強為と云為

先週はインフルエンザ、先々週は出張のため、道場での稽古は3週間ぶりになりました。今日は暖かい一日で、夜の稽古でしたが汗をかきました。

 

さて、今日のテーマは強為と云為です。”ごうい”と”うんい”と読みます。道元禅師の言葉で、藤田一照さんという曹洞宗のお坊さんが書かれた『現代坐禅講義』という本で知りました。強為というのは意志的・意図的に無理矢理強引に行うこと、云為は思慮分別を離れて自ずから発動してくる自然な行いのこと。

私は参禅経験も少しあって、こんな本も読んだりするのです。

 

居合の世界でも、この強為と云為は使えますね。もちろん云為を目指さないといけません。でも、目指してしまうとそれは意図的な強為になってしまいます。この点は『現代坐禅講義』の中でも繰り返し注意をされています。「~しない努力」と言われています。坐禅のお坊さんですから、坐相にすべてをまかせて、静かに坐相を維持することだけに集中し、無理な力をかけない、体の内部の働きをしずかに受け止める…ということが重要であると言われてます。

 

居合の場合は、優れた形があります。坐禅の坐相に当たりますね。この形を信じて無理無駄をせず、自分のおこない(強為)を排除していけば、刀がおのずから働く(云為)ということでしょう。居合の場合は、坐っているだけの坐禅と違って動きが必要ですので、意図的にならざるを得ません。でも、その意図を実現するためには、刀に働いてもらわねばならず、刀に有効に働いてもらうためには、体が自由に動かねばならず、体を自由に働かせるためには力を滞らせてはいけないのです。
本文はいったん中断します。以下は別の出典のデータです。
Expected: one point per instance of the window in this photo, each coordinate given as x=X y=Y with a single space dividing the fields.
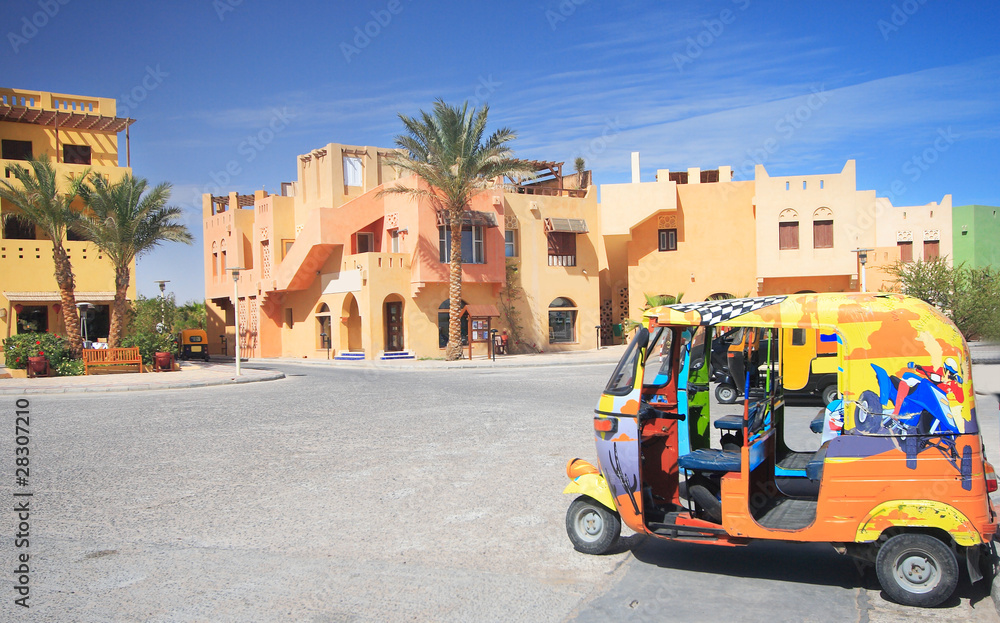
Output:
x=788 y=236
x=562 y=248
x=353 y=168
x=365 y=242
x=905 y=251
x=822 y=234
x=472 y=245
x=15 y=150
x=444 y=316
x=76 y=154
x=562 y=321
x=668 y=239
x=510 y=243
x=17 y=229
ここが強為から云為への変換をしなければならない局面です。

 

名人達人が無心の動きをするというのは、強為を極端に少なくして云為で動けるようになったということのように思います。

 

なんだか難しい話になってしまいました。

要するに、頑張らないで楽に動きましょうということなのです。

で、今日は楽に動こうと心掛けて稽古しました。

単純な私は、なかなかよい動きができたように感じているのです。